Ce qui brille est au centre, c’est l’espoir de lendemains radieux, de châteaux en Espagne, de terre d’Asile, d’âmes lavables. Mais de l’avenir, on en revient. Aiguisé comme un couperet, avec le sens du détail, une manière de voir le monde autrement, en le sentant comme le chien qui sent la chienne, une perception animale, sensuelle et raffinée, plus précise. C’est ce que proposent les artistes de cette exposition.

André Robillard est né en 1931 au lieu-dit La Mal-tournée près d’Orléans. C’est un créateur d’art brut qui travaille depuis des années au sein de l’hôpital de Fleury-les-Aubray. Il dessine et fabrique des fusils, il s’arme en ramassant des morceaux délaissés. Ces fusils rappellent ceux qui s’échangent parfois autour des capitales, si ce n’est que ses kalachnikovs ne tuent personne.

Claude Lévêque travaille la rencontre de matériaux comme d’autres travaillent le verbe, il crée des impressions antagonistes, des visions poétiques. Il se souvient de choses que personne n’a vues. Il produit l’envers noir dans la couleur et la lumière dans l’obscurité. Aux Salaisons, une chaise en formica, de celle qu’il y a dans les cuisines de pauvres avec un rêve assis dessus. À moins que cela ne soit le souvenir d’un enfermement.

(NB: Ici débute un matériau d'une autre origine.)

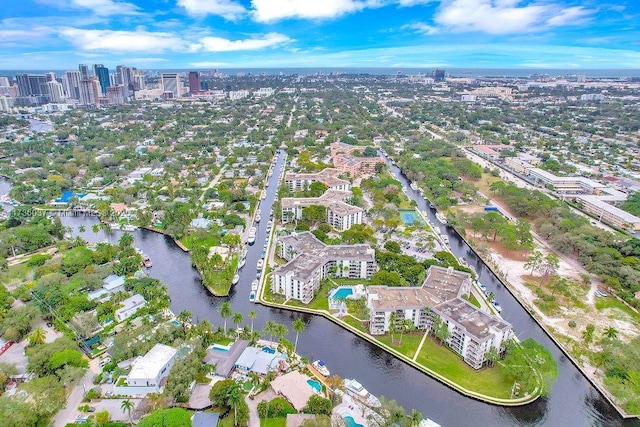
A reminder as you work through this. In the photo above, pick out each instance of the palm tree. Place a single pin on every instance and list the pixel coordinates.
(252, 315)
(233, 397)
(37, 336)
(298, 326)
(237, 319)
(225, 311)
(611, 333)
(183, 317)
(269, 328)
(127, 406)
(125, 240)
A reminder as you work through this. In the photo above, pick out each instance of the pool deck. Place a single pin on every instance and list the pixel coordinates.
(349, 407)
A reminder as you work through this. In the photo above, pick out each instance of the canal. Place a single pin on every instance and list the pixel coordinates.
(572, 402)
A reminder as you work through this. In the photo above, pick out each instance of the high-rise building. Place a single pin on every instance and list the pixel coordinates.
(71, 83)
(84, 71)
(171, 85)
(194, 81)
(90, 93)
(102, 74)
(115, 95)
(55, 92)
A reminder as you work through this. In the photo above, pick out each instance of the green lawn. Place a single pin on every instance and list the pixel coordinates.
(613, 303)
(493, 382)
(409, 345)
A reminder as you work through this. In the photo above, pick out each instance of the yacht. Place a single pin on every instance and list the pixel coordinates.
(357, 391)
(321, 368)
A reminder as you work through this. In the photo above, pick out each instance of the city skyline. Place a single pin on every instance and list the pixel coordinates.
(340, 33)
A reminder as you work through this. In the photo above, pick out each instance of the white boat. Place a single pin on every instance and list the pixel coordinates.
(357, 390)
(321, 368)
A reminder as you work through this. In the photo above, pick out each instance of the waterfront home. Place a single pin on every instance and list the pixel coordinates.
(310, 261)
(472, 331)
(295, 387)
(129, 307)
(147, 372)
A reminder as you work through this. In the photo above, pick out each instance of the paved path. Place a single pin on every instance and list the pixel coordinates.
(68, 414)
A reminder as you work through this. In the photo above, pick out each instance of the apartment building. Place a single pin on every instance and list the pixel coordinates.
(340, 215)
(328, 176)
(310, 261)
(472, 331)
(351, 164)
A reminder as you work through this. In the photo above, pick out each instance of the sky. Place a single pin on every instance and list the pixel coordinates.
(206, 34)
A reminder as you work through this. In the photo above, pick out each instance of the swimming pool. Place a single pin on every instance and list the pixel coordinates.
(342, 293)
(350, 422)
(315, 385)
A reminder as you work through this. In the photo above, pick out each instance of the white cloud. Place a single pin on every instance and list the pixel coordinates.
(421, 27)
(121, 41)
(219, 44)
(273, 10)
(504, 16)
(228, 9)
(107, 7)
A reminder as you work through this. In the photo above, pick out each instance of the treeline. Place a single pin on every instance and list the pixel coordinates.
(612, 257)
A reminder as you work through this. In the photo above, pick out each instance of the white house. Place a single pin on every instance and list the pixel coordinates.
(129, 307)
(147, 372)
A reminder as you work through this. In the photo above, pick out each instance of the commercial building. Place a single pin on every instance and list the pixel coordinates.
(310, 261)
(147, 372)
(346, 161)
(472, 331)
(328, 176)
(340, 215)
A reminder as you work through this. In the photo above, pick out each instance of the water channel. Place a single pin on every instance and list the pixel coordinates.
(572, 402)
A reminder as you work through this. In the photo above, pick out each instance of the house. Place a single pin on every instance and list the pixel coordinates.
(129, 307)
(147, 372)
(293, 387)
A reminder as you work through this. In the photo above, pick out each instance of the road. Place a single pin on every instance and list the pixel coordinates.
(69, 414)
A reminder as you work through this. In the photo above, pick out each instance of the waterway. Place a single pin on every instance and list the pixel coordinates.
(572, 402)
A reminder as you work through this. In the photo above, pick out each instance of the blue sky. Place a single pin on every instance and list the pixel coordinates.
(59, 34)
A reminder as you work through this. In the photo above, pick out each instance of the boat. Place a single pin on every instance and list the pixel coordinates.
(357, 390)
(321, 368)
(440, 217)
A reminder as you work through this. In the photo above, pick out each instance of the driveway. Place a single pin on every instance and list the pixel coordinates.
(68, 414)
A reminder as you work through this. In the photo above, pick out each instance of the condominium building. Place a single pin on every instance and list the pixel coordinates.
(310, 261)
(472, 331)
(340, 215)
(328, 176)
(346, 161)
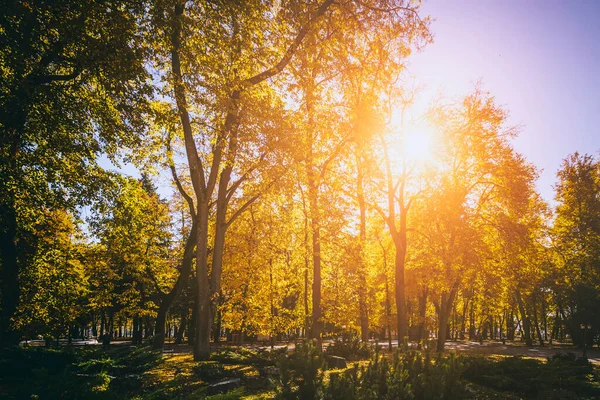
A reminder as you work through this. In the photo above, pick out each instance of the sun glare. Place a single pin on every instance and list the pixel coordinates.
(417, 141)
(414, 143)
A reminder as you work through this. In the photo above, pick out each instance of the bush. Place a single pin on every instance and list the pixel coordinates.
(409, 374)
(301, 372)
(351, 348)
(561, 376)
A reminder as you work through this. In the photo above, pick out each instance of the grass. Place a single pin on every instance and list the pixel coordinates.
(128, 372)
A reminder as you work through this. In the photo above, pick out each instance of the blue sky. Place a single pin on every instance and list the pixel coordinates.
(539, 58)
(541, 61)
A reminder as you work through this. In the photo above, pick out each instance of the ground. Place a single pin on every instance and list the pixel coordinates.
(490, 370)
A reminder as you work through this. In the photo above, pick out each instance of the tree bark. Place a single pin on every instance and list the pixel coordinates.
(526, 324)
(168, 298)
(445, 308)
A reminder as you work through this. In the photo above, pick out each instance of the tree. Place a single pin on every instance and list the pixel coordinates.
(55, 287)
(576, 240)
(133, 268)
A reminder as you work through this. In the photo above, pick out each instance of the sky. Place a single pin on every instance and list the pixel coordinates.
(540, 59)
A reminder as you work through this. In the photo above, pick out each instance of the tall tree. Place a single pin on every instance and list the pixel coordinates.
(72, 81)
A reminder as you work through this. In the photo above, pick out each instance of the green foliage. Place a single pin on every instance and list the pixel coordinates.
(561, 376)
(300, 372)
(350, 347)
(409, 374)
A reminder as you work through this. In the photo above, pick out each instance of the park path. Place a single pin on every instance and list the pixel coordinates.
(485, 348)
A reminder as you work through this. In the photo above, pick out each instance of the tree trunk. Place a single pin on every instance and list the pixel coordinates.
(445, 308)
(400, 288)
(181, 331)
(526, 323)
(9, 272)
(362, 290)
(204, 305)
(536, 322)
(422, 315)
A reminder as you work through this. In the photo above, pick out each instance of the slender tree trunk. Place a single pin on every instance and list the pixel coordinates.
(445, 308)
(400, 287)
(526, 323)
(181, 331)
(168, 298)
(536, 322)
(422, 315)
(9, 271)
(204, 312)
(362, 290)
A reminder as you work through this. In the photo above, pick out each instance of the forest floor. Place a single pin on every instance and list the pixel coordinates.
(491, 371)
(486, 348)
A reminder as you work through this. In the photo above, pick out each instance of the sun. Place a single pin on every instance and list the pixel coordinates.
(417, 142)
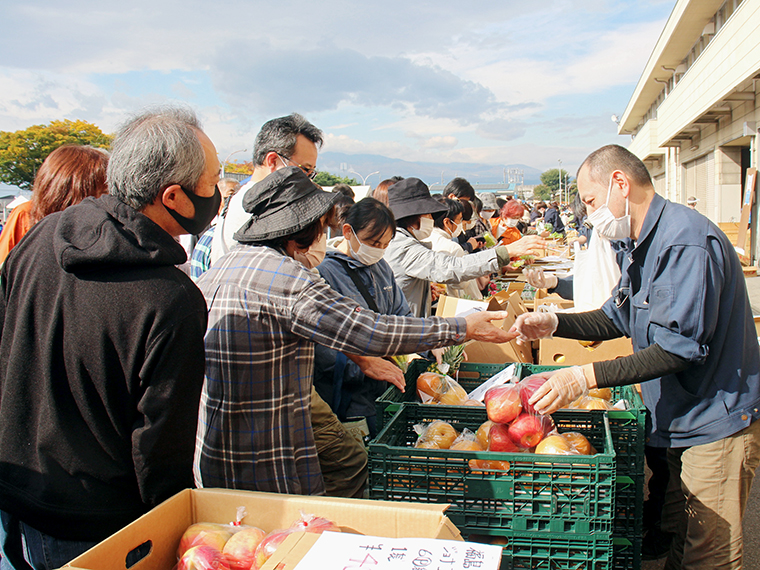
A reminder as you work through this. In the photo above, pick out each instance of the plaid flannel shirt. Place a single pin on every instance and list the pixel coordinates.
(266, 311)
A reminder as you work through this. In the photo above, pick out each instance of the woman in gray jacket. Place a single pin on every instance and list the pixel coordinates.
(415, 265)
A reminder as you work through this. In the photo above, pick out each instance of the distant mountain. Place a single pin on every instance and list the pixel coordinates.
(340, 163)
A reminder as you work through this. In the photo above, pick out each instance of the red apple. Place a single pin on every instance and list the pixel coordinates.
(529, 429)
(240, 549)
(209, 534)
(499, 439)
(202, 557)
(503, 403)
(528, 387)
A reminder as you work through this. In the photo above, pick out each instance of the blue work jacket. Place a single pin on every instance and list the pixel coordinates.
(682, 287)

Julie Dalmon érige des colonnes provisoires et glissantes. Symboles phalliques si l’on veut, mais de piètre composition, comme ceux de l’Etat qui enferme dans les conditions les plus minables d’Europe.
Les passagers de l’ombre des vieilles prisons françaises, ces âmes à laver du péché sont pourtant l’essence du vivant. Sans prisonnier: pas de crime, pas de police, pas d’actualité, pas de journaux, pas de juge, pas de cinéma, pas de littérature, pas d’avocat et peut-être même pourrait-on dire à l’instar de Jean Genêt: pas de désir.

Perrine Lacroix travaille sur une certaine manière de voir, percevoir nécessite de s’engager.
Les châteaux en Espagne sont ces constructions qui se sont figées dans le temps, rêves perdus, faute d’argent, faute de promesses non tenues. Ces bâtisses suspendues rejoignent les monuments délaissés, mais dont la beauté même vient de cet oubli, ce manque constitutif, des cénotaphes lumineux laissant apparaître le bleu du ciel.

Contrairement à ceux dont la poutre borgne l’œil, on découvre plus de points communs chez les hommes que de différences. Voir les similitudes au-delà des frontières et du temps et les réinjecter dans un mille-feuilles contemporain, une œuvre à déguster, c’est le travail de cette exposition. Mettre en lumière les détails de l’ombre, de la périphérie, de ce qu’on a mis au rebut faute de rentabilité. Chercher les jardins cachés dans les résidences HLM, prendre des sentiers qui n’ont pas été battus, c’est ce que tente de proposer «Brooklyn — Romainville».

Cette exposition s’est faite avec la mémoire d’un grand constructeur de rêves, d’expositions hautement poétiques qui venait régulièrement aux Salaisons et réchauffait l’atmosphère de son désir d’offrir des projets qui réunissent des mondes hétérogènes, une grande pensée pour Yvon Nouzille.

Laurent Quénéhen, commissaire de l’exposition.